I remember being rudely awakened one dark morning early in the year, and lifted from my bed by arms to whose clasp I never failed to thrill. Close to mine was pressed a hot, dark, shaven hawk-face; a pair of great eyes, humid with tears, considered me passionately. Then a ringing voice--that commanding voice that was my father's--spoke to Falcone, the man-at-arms who attended him and who ever acted as his equerry.
"Shall we take him with us to the wars, Falcone?"
My little arms went round his neck and tightened there convulsively until the steel rim of his gorget bit into them.
"Take me!" I sobbed. "Take me!"
He laughed for answer, with something of exultation in his voice. He swung me to his shoulder, and held me poised there, looking up at me. And then he laughed again.
"Dost hear the whelp?" he cried to Falcone. "Still with his milk-teeth in his head, and already does he yelp for battle!"
Then he looked up at me again, and swore one of his great oaths.
"I can trust you, son of mine," he laughed. "They'll never make a shaveling of you. When your thews are grown it will not be on thuribles they'll spend their strength, or I'm a liar else. Be patient yet awhile, and we shall ride together, never doubt it."
With that he pulled me down again to kiss me, and he clasped me to his breast so that the studs of his armour remained stamped upon my tender flesh after he had departed.
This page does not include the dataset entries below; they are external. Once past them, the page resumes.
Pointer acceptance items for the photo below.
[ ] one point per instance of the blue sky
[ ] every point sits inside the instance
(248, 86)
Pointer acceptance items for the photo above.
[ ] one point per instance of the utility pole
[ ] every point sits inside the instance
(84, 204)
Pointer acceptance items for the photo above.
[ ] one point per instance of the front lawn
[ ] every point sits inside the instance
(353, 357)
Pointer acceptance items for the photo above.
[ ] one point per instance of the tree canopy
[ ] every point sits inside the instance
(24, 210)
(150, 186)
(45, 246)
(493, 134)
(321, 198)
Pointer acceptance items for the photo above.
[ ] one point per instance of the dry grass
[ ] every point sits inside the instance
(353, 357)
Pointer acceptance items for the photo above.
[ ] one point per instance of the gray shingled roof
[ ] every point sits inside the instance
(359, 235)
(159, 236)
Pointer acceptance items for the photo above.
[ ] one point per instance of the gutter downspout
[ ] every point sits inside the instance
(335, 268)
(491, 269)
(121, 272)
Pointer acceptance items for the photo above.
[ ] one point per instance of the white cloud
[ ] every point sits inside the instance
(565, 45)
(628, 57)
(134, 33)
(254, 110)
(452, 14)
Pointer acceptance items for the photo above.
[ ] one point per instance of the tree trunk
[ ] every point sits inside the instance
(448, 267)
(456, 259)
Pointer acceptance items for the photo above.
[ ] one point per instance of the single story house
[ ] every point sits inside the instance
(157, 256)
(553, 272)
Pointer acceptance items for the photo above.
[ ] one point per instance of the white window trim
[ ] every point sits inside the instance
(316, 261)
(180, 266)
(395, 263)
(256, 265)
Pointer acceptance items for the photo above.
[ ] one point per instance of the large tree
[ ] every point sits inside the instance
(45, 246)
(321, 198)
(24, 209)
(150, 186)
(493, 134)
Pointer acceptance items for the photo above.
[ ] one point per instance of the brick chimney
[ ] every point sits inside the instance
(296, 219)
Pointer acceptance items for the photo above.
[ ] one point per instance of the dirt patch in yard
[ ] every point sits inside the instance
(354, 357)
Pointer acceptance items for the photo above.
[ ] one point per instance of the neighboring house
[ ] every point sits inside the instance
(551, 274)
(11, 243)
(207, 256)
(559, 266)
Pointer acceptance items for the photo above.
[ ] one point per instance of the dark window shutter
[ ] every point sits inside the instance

The next instant he was gone, and I lay weeping, a very lonely little child.
But in the revolt that he led he had not reckoned upon the might and vigour of the new Farnese Pontiff. He had conceived, perhaps, that one pope must be as supine as another, and that Paul III would prove no more redoubtable than Clement VIII. To his bitter cost did he discover his mistake. Beyond the Po he was surprised by the Pontifical army under Ferrante Orsini, and there his force was cut to pieces.
My father himself escaped and with him some other gentlemen of Piacenza, notably one of the scions of the great house of Pallavicini, who took a wound in the leg which left him lame for life, so that ever after he was known as Pallavicini il Zopo.
They were all under the pope's ban, outlaws with a price upon the head of each, hunted and harried from State to State by the papal emissaries, so that my father never more dared set foot in Mondolfo, or, indeed, within the State of Piacenza, which had been rudely punished for the insubordination it had permitted to be reared upon its soil.